On 10.14, Cyber Dandy asked why is the Academy Museum ignoring the tough, scrappy Jews who founded the Hollywood film industry? You know, the Jews whom Neal Gabler wrote about 32 years ago?

Those crude, gut-instinct, cigar-chomping guys (including the Protestant Daryl F. Zanuck) are nowhere to be found in the Academy’s recently opened temple at the corner of Wilshire and Fairfax. Nor are any of the filmmaking founders — Chaplin, Fairbanks, Griffith, Pickford, etc.

Filmmaker friendo: “This is what I felt when they announced the program but I reserved my judgement until I visited. This is not fair and not good. I hear [Martin] Scorsese is furious about the lack of history of the museum. I’ve also heard that Leo [DiCaprio] was very upset by what he saw there. The museum is a joke.** No D.W. Griffith, no John Ford, no Jewish moguls. What can be done here?”

Cyber Dandy: “I had hoped the museum would also pay homage to the motion picture pioneers who birthed the industry in the early 1900s and reflect the history of families like mine.
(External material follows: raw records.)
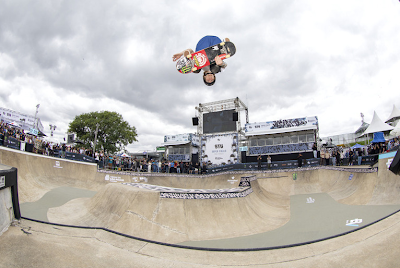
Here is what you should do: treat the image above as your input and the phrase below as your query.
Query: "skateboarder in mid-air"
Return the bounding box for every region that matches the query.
[172,35,229,86]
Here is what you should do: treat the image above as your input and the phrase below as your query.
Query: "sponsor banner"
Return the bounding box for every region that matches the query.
[201,133,238,166]
[168,154,190,161]
[249,142,314,155]
[4,137,21,150]
[207,158,320,173]
[245,116,318,134]
[54,150,96,163]
[104,174,125,182]
[164,133,192,143]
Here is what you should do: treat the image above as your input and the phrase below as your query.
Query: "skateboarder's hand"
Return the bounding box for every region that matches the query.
[214,56,224,66]
[172,52,183,61]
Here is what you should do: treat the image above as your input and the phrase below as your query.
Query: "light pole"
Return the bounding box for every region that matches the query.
[93,123,100,157]
[50,124,57,137]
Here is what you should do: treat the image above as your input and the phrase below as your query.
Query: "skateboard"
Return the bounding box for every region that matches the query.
[176,42,236,74]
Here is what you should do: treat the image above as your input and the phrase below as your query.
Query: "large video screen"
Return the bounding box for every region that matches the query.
[203,110,236,134]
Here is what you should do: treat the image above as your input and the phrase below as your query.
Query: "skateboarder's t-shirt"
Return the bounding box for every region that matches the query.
[196,35,222,51]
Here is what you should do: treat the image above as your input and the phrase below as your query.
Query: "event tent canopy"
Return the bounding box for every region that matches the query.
[390,121,400,137]
[351,143,364,149]
[385,105,400,123]
[361,111,394,136]
[371,132,386,143]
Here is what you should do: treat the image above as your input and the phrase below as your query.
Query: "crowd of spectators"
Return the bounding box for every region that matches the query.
[95,156,207,174]
[0,122,207,174]
[320,137,400,166]
[0,122,400,174]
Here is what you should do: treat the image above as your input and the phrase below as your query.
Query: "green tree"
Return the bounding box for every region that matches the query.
[68,111,137,154]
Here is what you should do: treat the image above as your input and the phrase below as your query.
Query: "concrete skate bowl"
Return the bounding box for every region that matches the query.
[0,148,400,251]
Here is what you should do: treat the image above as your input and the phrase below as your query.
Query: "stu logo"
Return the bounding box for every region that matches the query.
[306,197,315,204]
[346,219,362,227]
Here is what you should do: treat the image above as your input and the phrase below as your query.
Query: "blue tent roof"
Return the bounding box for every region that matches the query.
[371,132,386,143]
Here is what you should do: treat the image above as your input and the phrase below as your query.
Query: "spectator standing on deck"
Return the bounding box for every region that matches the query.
[267,155,272,169]
[319,148,325,166]
[297,153,303,168]
[313,142,318,158]
[325,150,331,166]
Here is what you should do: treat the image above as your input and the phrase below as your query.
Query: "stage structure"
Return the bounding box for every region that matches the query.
[193,97,249,166]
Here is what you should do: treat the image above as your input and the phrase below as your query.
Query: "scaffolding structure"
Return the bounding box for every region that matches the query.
[195,97,249,135]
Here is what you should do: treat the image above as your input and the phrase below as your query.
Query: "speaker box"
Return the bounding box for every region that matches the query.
[232,112,239,121]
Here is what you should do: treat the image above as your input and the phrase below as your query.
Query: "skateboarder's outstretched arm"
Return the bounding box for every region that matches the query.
[172,48,194,61]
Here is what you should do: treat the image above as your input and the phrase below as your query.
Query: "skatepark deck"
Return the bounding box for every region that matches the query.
[0,148,400,267]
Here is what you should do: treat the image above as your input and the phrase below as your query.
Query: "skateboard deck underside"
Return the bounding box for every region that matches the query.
[176,42,236,74]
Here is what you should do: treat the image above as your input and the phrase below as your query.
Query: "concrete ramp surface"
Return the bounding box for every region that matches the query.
[0,148,400,267]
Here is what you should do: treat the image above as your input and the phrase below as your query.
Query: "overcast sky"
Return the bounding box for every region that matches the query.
[0,0,400,152]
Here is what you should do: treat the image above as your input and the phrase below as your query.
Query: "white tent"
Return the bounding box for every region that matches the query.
[385,105,400,123]
[389,121,400,138]
[361,111,394,136]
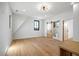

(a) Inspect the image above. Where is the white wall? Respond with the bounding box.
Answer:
[0,2,11,55]
[13,14,44,39]
[64,19,73,38]
[73,4,79,42]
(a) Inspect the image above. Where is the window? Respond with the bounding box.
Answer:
[34,20,39,31]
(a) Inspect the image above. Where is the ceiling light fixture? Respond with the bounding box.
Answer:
[38,3,50,12]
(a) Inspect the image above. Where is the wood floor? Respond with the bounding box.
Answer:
[6,37,60,56]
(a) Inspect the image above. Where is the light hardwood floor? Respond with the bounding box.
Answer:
[6,37,60,56]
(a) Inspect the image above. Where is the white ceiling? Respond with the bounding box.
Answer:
[10,2,73,18]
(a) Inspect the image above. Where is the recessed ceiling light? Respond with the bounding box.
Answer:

But after touring the museum’s five stories, I discovered that Hollywood’s pioneers, who busted their [asses] building the industry it celebrates, ended up on the cutting room floor.”

HE to Cyber Dandy, Filmmaker Friendo: To wokesters the original Jewish founders and rulers of classic Hollywood along with the ground-floor filmmakers are defined by one thing — their whiteness.

“That’s all there is really. The Academy Museum is about apologizing for the working atmosphere created by white Jewish moguls and producers. Celebrating or at least acknowledging their historical roles is apparently the furthest thing from the Academy’s collective mind.

“The museum’s viewpoint is that the old days were bad, wrong, cruel, sexist, discriminatory, hugely unfortunate….there is only the wokeness of today and the future that lies ahead. Fairness and opportunity for women, people of color, LGBTQs, etc.”

** Scorcese and DiCaprio’s alleged disapproval of the Academy Museum’s lack of history has not been conveyed directly. It’s strictly “loose talk”, but it comes from persons in or near their circle.